A battle between intimacy and desire
Contrary to the cultural narrative, there is a complex relationship between love and desire, and it is not a linear cause-and-effect link. Rather, there is an interesting paradox between these two fundamental aspects: as a romantic relationship grows emotionally and the intimacy between the people involved increases, including feelings of security, trust, comfort and belonging, desire tends to decrease.
It is quite common to assume that sexual difficulties are the result of a lack of closeness and connection between the couple. However, the way we build closeness can reduce the sense of freedom and autonomy necessary for sexual desire. When the intimacy of a relationship turns into fusion and entanglement, it is not the absence of closeness that impairs desire, but rather its excess.

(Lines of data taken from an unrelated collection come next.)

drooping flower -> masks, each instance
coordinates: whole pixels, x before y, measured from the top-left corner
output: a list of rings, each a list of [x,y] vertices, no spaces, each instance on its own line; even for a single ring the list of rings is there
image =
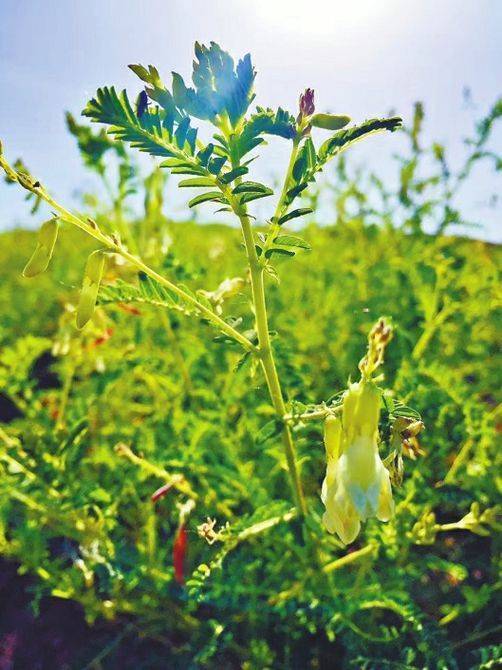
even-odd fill
[[[372,382],[351,384],[342,419],[325,424],[326,478],[321,498],[323,523],[342,542],[353,542],[371,516],[388,521],[394,513],[389,472],[378,453],[381,393]]]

Desire and love are two key ingredients in the recipe for a healthy and long-lasting relationship. Our need for togetherness and connection exists mutually with our need for autonomy and freedom. One does not exist without the other. With too much distance, connection and intimacy cannot exist. In the same way, with too much fusion the autonomy of two distinct individuals is eliminated, and consequently the desire for each other diminishes. This is the essential paradox of intimacy and desire/sex.

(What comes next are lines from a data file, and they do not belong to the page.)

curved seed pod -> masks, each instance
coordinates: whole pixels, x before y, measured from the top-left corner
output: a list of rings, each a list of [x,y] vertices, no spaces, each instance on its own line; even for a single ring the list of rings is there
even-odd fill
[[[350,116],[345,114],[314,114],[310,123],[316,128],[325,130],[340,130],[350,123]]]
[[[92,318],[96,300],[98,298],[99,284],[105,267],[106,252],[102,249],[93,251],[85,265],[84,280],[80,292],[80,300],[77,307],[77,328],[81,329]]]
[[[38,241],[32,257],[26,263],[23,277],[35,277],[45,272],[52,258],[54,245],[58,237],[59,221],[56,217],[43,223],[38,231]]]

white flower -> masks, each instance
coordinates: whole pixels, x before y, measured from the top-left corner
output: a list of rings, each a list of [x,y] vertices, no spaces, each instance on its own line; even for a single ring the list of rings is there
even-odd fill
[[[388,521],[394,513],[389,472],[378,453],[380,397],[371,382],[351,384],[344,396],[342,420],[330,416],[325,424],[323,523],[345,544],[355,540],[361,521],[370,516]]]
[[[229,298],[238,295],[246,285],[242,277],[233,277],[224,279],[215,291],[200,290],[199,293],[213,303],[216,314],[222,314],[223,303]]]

At the beginning of a relationship we go through a phase of intense emotions and we long for an increase in intimacy and closeness with the other, since distance already exists - a structural cleavage between the Me and the You - , and the emphasis is on developing the We of the relationship. Everything that is experienced in this initial phase is an authentic euphoria and the sexual desire we have for the other is intense and arises spontaneously, anywhere and anytime. As time goes by, we feel secure, comfortable, calm, and close to the other - feelings known as love - and a bridge is created between us and our partners. Yet, ironically, it is in this very space between the Me and the You that erotic/sexual desire takes place. Thus, by diminishing the distance between the elements of the couple, it is natural for spontaneous sexual desire to be transformed into responsive sexual desire. This means that sexual desire appears as a response to a sexual stimulus, such as kisses, touches, movies or other activities with an erotic connotation. To recover eroticism it is necessary to recreate the distance that has been eliminated with so much effort and dedication.

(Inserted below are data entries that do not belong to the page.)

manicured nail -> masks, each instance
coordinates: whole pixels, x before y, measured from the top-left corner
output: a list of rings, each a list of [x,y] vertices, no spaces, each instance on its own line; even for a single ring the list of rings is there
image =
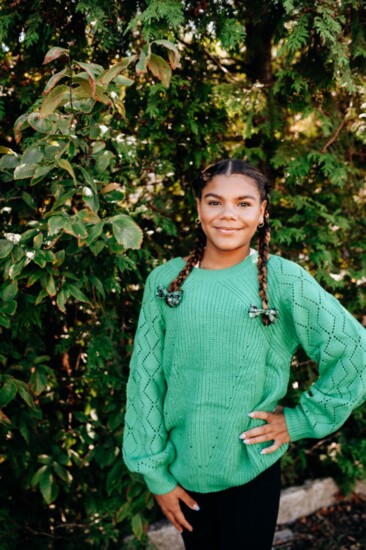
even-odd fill
[[[200,507],[198,506],[198,504],[195,504],[195,505],[193,506],[193,510],[197,510],[197,512],[198,512],[198,510],[200,510]]]
[[[261,450],[261,455],[265,455],[267,453],[266,449]]]
[[[250,439],[244,439],[243,443],[246,443],[246,444],[250,443]]]
[[[239,435],[240,439],[245,439],[246,436],[247,436],[247,434],[240,434],[240,435]]]
[[[249,413],[248,416],[250,416],[250,418],[254,418],[253,413]]]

Creating distance in the comfort of closeness is the key to keeping desire burning in a relationship guided by love. It's natural to incessantly seek intimacy and comfort in the other to protect ourselves from loneliness and the fear of 'being alone', but enhancing the right amount of distance to enhance eroticism means making the opposite move - moving away from the comfort of our partner and feeling “more alone”, within ourselves. It is our ability to tolerate this distance, and the insecurities it generates, that allows us to keep the other pillar of a relationship, sexual interest, alive. In fact, this sometimes daunting movement should have a focus on building a connection to oneself rather than distance from one's partner. In a relationship it is inevitable that we share many essential parts of our lives, however personal intimacy represents a private zone, which requires tolerance, self-compassion and respect. It is a space, which can be physical, emotional and intellectual, that belongs only to you. Not everything needs to be shared, we should all cultivate our own "secret garden".
The capacity to build this "secret garden" is enhanced in the perception of love and desire as a symphonic composition of polarities and not as a dissonant and meaningless opposition. If, on the one hand, love likes to know everything, desire needs mystery; love likes to diminish the distance that exists between the Me and the You, desire is enhanced by this; if intimacy grows through continuity and familiarity, eroticism is deteriorated by routine and repetition; love is about having and desire is about wanting. Together, intimacy and eroticism, or love and desire, reinforce each other to create a dynamic, healthy and constantly-evolving relationship.